Many New Mexico families can’t afford the medication they need and either forgo filling their prescription drugs or end up rationing them to make their prescription last longer. Across the nation, a quarter of all Americans report difficulty paying for their prescription drugs. People are forced with difficult choices like purchasing groceries or life-saving medication.
It’s even more difficult for the elderly. Yet, it’s where we are today because the retail price of prescription drugs commonly used by older Americans has continued to increase faster than inflation, according to a new analysis from AARP. In fact, drug prices in the United States are almost four times higher than average drug prices in similar countries.
If there were something we could do about reducing prescription drug prices in New Mexico, would we do it?
In late December 2019, the U.S. Health and Human Services Department and its Food and Drug Administration released the Safe Importation Action Plan, including a notice of proposed rulemaking to enable the wholesale importation of prescription drugs from Canada by U.S. states.

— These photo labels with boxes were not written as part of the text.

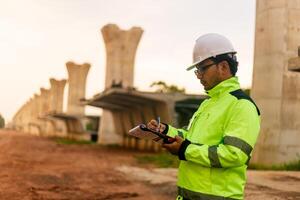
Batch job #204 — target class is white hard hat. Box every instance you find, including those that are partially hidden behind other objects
[186,33,236,70]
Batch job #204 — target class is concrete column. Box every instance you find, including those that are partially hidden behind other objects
[50,78,67,113]
[66,62,91,115]
[40,88,51,116]
[251,0,300,165]
[98,24,143,144]
[101,24,143,88]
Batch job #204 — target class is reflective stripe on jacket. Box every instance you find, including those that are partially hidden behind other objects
[166,77,260,200]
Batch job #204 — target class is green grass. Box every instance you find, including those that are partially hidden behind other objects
[53,138,96,145]
[135,152,179,168]
[249,160,300,171]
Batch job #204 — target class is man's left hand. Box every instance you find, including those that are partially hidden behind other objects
[162,136,184,155]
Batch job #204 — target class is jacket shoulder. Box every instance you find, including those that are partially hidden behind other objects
[230,89,260,115]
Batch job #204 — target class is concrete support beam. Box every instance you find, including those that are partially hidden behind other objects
[66,62,91,115]
[50,78,67,113]
[40,88,51,117]
[101,24,143,88]
[98,24,143,144]
[251,0,300,165]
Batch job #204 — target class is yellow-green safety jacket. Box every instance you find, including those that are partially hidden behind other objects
[164,77,260,200]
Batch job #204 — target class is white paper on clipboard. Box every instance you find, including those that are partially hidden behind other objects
[128,124,167,143]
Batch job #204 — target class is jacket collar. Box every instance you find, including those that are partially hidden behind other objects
[206,76,240,98]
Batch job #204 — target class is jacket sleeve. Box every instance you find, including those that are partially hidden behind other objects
[178,99,260,168]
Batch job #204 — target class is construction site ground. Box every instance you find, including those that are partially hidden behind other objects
[0,130,300,200]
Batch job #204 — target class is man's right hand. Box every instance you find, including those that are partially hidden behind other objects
[147,119,166,133]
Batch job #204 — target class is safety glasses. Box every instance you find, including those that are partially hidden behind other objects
[194,62,217,75]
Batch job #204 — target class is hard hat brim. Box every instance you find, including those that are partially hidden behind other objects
[186,61,201,71]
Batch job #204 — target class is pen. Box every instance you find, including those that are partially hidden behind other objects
[156,117,160,132]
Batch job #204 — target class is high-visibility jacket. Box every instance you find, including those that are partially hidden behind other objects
[165,77,260,200]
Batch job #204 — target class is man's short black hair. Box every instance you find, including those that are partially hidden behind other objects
[212,53,239,76]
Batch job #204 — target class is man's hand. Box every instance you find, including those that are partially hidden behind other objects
[147,119,166,133]
[162,136,184,155]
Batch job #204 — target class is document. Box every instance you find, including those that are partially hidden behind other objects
[128,124,175,144]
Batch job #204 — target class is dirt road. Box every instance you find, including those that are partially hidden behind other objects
[0,130,300,200]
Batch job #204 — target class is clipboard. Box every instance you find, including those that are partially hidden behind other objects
[128,124,175,144]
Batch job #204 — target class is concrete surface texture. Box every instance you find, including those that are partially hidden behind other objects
[251,0,300,165]
[50,78,67,113]
[98,24,143,144]
[66,62,91,116]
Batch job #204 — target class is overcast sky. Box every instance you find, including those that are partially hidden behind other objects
[0,0,255,120]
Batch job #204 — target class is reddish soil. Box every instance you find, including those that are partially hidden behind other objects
[0,130,300,200]
[0,131,174,200]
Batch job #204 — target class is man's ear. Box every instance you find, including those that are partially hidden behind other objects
[219,60,226,73]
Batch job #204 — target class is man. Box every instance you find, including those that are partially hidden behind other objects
[148,33,260,200]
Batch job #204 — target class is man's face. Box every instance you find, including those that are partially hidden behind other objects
[195,59,221,91]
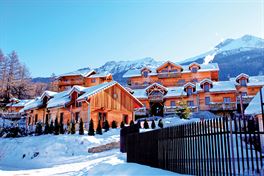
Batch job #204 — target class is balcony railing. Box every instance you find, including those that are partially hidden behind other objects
[237,96,254,104]
[158,72,181,78]
[134,107,148,116]
[209,102,237,111]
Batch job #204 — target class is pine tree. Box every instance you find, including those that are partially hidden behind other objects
[144,119,149,129]
[158,119,163,128]
[44,119,50,134]
[111,120,117,128]
[129,120,134,126]
[35,122,42,136]
[49,120,54,134]
[67,120,71,134]
[96,120,103,135]
[71,120,76,134]
[54,117,60,135]
[120,121,125,128]
[79,118,84,135]
[88,119,94,136]
[151,120,156,129]
[103,120,110,132]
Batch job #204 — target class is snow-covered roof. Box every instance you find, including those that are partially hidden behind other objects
[57,68,96,79]
[245,88,264,115]
[123,63,219,78]
[6,99,34,107]
[229,75,264,86]
[196,81,236,92]
[19,97,42,112]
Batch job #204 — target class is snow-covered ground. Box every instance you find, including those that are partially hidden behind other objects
[0,122,190,176]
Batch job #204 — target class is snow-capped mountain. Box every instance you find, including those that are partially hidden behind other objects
[33,35,264,84]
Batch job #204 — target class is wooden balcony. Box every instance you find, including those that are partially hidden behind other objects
[237,96,254,104]
[134,107,148,116]
[209,102,237,111]
[148,95,163,102]
[158,72,181,78]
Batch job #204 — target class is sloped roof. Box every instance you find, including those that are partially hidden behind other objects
[245,88,264,115]
[123,63,219,78]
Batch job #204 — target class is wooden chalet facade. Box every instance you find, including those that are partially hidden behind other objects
[53,69,113,92]
[23,81,143,128]
[124,61,264,116]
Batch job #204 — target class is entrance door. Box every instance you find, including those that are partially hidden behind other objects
[150,102,164,116]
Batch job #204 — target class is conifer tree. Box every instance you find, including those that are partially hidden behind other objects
[103,120,110,132]
[44,118,50,134]
[151,120,156,129]
[158,119,163,128]
[144,119,149,129]
[49,120,54,134]
[79,118,84,135]
[71,120,76,134]
[54,117,60,135]
[111,120,117,128]
[96,120,103,135]
[88,119,94,136]
[129,120,134,126]
[120,121,125,128]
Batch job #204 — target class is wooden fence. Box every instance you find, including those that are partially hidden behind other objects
[126,117,264,175]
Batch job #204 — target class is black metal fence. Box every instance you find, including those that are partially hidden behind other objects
[126,117,264,175]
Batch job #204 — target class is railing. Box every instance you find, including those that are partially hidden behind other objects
[237,96,254,104]
[126,117,264,175]
[158,72,181,78]
[209,102,237,111]
[134,107,148,116]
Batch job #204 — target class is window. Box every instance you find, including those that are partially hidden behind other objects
[191,67,198,73]
[224,97,231,103]
[171,101,176,106]
[35,114,38,125]
[240,79,247,86]
[205,97,211,105]
[143,71,148,78]
[75,112,80,123]
[241,92,247,97]
[123,114,128,124]
[187,101,194,106]
[187,87,192,96]
[204,84,210,92]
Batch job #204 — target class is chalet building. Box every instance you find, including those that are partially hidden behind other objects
[6,98,33,113]
[124,61,264,116]
[20,81,143,128]
[53,69,113,92]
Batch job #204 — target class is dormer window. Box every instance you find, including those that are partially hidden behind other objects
[143,71,148,78]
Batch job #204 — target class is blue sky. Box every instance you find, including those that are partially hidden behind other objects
[0,0,264,77]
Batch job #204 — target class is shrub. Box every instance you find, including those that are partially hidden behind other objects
[144,119,149,129]
[96,120,103,135]
[79,118,84,135]
[88,119,94,136]
[151,120,156,129]
[35,122,42,136]
[158,119,163,128]
[103,120,110,132]
[111,120,117,128]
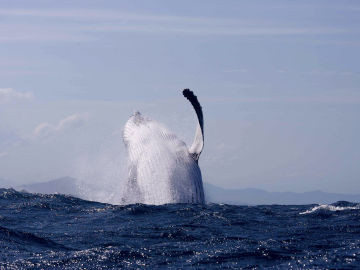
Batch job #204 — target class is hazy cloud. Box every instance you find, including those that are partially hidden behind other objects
[0,9,352,42]
[0,88,33,103]
[34,114,84,137]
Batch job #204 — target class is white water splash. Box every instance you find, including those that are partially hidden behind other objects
[300,204,360,215]
[75,114,204,204]
[75,131,128,204]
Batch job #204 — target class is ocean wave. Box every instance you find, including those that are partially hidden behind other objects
[300,202,360,215]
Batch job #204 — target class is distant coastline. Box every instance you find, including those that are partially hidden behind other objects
[7,177,360,205]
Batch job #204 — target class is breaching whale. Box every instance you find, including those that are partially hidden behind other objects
[122,89,205,204]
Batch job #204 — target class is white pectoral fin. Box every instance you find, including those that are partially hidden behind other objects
[183,89,204,161]
[189,125,204,161]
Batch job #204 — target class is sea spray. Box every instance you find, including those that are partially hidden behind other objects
[75,130,129,204]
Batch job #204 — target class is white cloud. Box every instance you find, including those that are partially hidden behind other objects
[34,114,84,137]
[0,88,33,103]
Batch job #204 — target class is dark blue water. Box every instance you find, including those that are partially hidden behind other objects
[0,189,360,269]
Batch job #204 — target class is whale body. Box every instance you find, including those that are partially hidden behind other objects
[123,89,205,205]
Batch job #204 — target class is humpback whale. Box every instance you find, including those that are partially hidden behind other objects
[122,89,205,205]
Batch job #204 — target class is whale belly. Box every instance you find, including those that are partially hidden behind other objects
[124,115,204,204]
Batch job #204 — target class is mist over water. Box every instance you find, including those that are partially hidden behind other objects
[74,130,129,204]
[74,113,204,204]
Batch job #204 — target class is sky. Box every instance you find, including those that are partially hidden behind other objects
[0,0,360,193]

There’s a bill in the New Mexico Legislature that gives New Mexico the authority to establish a wholesale drug importation program. Senate Bill 1 would authorize the New Mexico Department of Health to develop a plan and become one of the early states to apply for federal approval to import wholesale drugs from Canada – thereby reducing the cost of many prescription drugs and passing that savings on to New Mexicans. It unanimously passed the Senate on Tuesday, 35-0.
Vermont, Maine, Colorado and Florida have already passed similar legislation, and many other states – Connecticut, Illinois, Maryland, Missouri, Oregon and Virginia – are exploring similar options. New Mexico has an opportunity to do the same and be one of the early states to gain access to many prescription medications at a lower cost.